Meaning, if your algorithm takes $f(n)$ steps in the worst case and $f \in O\left(n^2\right)$, then the ratio $\frac{f(2n)}{f(n)}$ is equal to $4$ for large enough values of $n$ (you double the input size, and you quadruple the computation time).

And it made so much sense. But recently I've been shown a counterexample proving that the above statement is just wrong. Consider the function $f\left(n\right) = n^2\left(\cos (n) + 2\right)$. We can see that $f \in O\left(n^2\right)$. Moreover, for those of you who want to notice that by $O\left(n^2\right)$ people usually mean $\Theta\left(n^2\right)$ we can easily observe that $f \in \Theta\left(n^2\right)$ as well:

enter image description here

But $f$ doesn't scale like $n^2$ in the sense that we can't claim that $\frac{f(2n)}{f(n)}$ is equal to $4$ (even approximately) for any (even large) values of n. I mean if we know that $f \in O\left(n^2\right)$ and if we double its input size, we can't just quadruple the computation time, because it's wrong.

I made a plot of $\frac{f(2n)}{f(n)}$ for you to visualise it:

enter image description here

It doesn't look like this ratio is tending towards 4.

So, my questions are:

  1. Why do people explain the meaning of "scalability" like that? Is there a reason for that or are they technically wrong?

  2. What does this word "scalability" mean, then? What exactly does Big O estimate, then (if not "scalability")?

In general, I'm looking for pure mathematical explanation of that. But don't make it too difficult, please: I'm still learning a single variable calculus. Thank you all in advance!

2

There are 2 best solutions below

8
On

The Landau symbols do not care about the exact behaviour of functions. $f\in O(g)$ means that for large $x$ we have $f$ scales at most so bad as $g$ in the sense that $f$ is bounded by a multiple of $g$.

When people explain it the way you mentioned it they are oversimplifying it, probably assuming that the other side would else not understand what one is talking about.

6
On

This (very nice) example is quite unusual - in practice functions $f(n)$ that actually come up and are $\Theta(n^2)$ typically satisfy $f(n)/n^2$ tends to some positive limit (rather than merely being bounded away from $0$ and $\infty$). So the simplified version of scalability - $\lim_{n\to\infty}f(2n)/f(n)$ - exists and is $4$.

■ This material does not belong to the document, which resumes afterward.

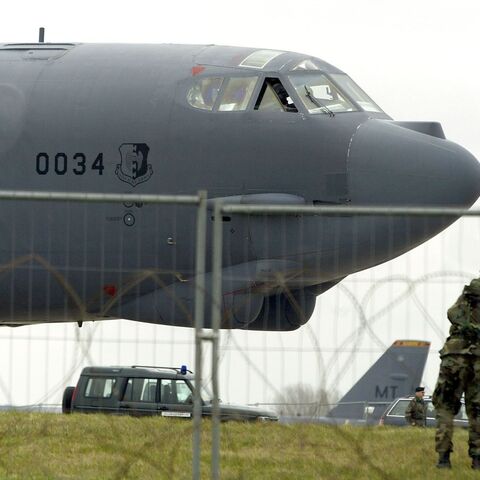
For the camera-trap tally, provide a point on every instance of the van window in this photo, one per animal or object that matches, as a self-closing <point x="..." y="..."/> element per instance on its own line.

However, even for your function, there's still a reasonable sense in which doubling $n$, on average, increases $f(n)$ by a factor of $4$. What can we mean by "on average"? Well, to take an average you need to double more than once. If you double twice to go from $f(n)$ to $f(4n)$ then the average scaling factor of the two doublings that makes sense is the geometric mean (because you're trying to approximate by geometric growth), i.e. $\sqrt{f(4n)/f(n)}$. Now this doesn't tend to a limit either, but $\sqrt[k]{f(2^kn)/f(n)}$, i.e. the (geometric) average scaling factor from $k$ doublings, does tend to a limit as $k\to\infty$, which is $4$.